Segundo ações, é constitucionalmente inviável entender carreira policial como jurídica e lhe atribuir independência funcional sem interferir indevidamente nas atribuições do MP
O procurador-geral da República, Rodrigo Janot, propôs um conjunto de ações contra emendas a constituições estaduais que deram autonomia à polícia civil, em especial à carreira de delegado, atribuindo-lhes função de natureza jurídica. As ações diretas de inconstitucionalidade (ADIs) foram enviadas ao Supremo Tribunal Federal e questionam normas do Espírito Santo, de Santa Catarina, de São Paulo e do Tocantins. Legislações similares de outros estados vêm sendo analisadas e podem ser também alvo de ações.
A ADI 5517 questiona a Emenda 95/2013 à Constituição do Estado do Espírito Santo. Já a ADI 5520 pede que seja declarada inconstitucional a Emenda 61/2012, incluída na Constituição de Santa Catarina. Quanto a São Paulo, a ADI 5522 afirma que a Emenda 35/2012 não é compatível com a Constituição da República. As normas são inconstitucionais, segundo Janot, pois classificam a Polícia Civil como atribuição essencial à função jurisdicional e à defesa da ordem jurídica, além de darem aos policiais garantias como independência funcional e livre convicção.
A Emenda 26/2014 à Constituição do Estado do Tocantins foi além dos pontos questionados por Janot nas ações anteriores. Também assegurou aos policiais vitaliciedade e inamovibilidade. A emenda, segundo o PGR, “enfraquece a efetivação do controle externo da atividade policial pelo Ministério Público. Desnatura a destinação constitucional da polícia e agride os princípios da finalidade e da eficiência no funcionamento da própria polícia.” A emenda foi questionada pela ADI 5528 .
“A descabida ʻindependência funcionalʼ da polícia igualmente ensejará desvio de finalidade, perda de eficiência na ação estatal e tumulto processual”, diz Janot.
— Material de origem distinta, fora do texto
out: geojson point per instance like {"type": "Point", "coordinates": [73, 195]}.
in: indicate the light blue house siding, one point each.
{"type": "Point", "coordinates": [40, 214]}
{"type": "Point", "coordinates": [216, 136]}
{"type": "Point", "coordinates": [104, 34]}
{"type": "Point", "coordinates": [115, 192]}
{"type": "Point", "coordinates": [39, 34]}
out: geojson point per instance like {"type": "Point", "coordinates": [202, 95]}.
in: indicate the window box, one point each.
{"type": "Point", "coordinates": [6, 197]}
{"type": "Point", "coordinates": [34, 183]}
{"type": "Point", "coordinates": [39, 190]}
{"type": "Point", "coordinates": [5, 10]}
O procurador-geral aponta que a aprovação dessas “leis policiais” é um movimento de grande risco para as garantias do cidadão: a autonomia do Ministério Público e a possibilidade de exercer suas funções constitucionais é requisito para existir verdadeiro processo legal e o respeito aos direitos fundamentais dos cidadãos, como salienta, por exemplo, o jurista italiano Luigi Ferrajoli.
Argumentos – As normas, conforme as ações, desnaturam a função policial ao equiparar indevidamente a carreira de delegado às carreiras jurídicas, como a magistratura judicial e a do Ministério Público, com o intuito de aumentar a autonomia policial. “Cria verdadeira disfunção do ponto de vista administrativo, ao conferir ao cargo – respeitável, sem dúvida – de delegado de polícia atributos que lhe são estranhos e que se contrapõem à conformação constitucional e da legislação penal da polícia criminal”, sustenta.
Segundo Janot, as leis acabam permitindo que delegado de polícia, com fundamento em independência funcional que não é amparada pela Constituição, descumpra requisições do Ministério Público. “Se o inquérito policial tem como destinatário final o Ministério Público, cabe somente a este decidir acerca da necessidade de diligências a serem obrigatoriamente cumpridas pela autoridades policial.”
“Compete ao Ministério Público dirigir a investigação criminal, no sentido de definir quais provas considera relevantes para promover a ação penal, com oferecimento de denúncia ou promoção de arquivamento. Isso, claro, não exclui o importante trabalho da polícia criminal nem implica atribuir ao MP ʻpresidênciaʼ do inquérito policial, quando esse procedimento for necessário”, argumenta o PGR, que conclui: “parece indiscutível que a investigação deve ser feita em harmonia com as linhas de pensamento, de elucidação e de estratégias definidas pelo MP.”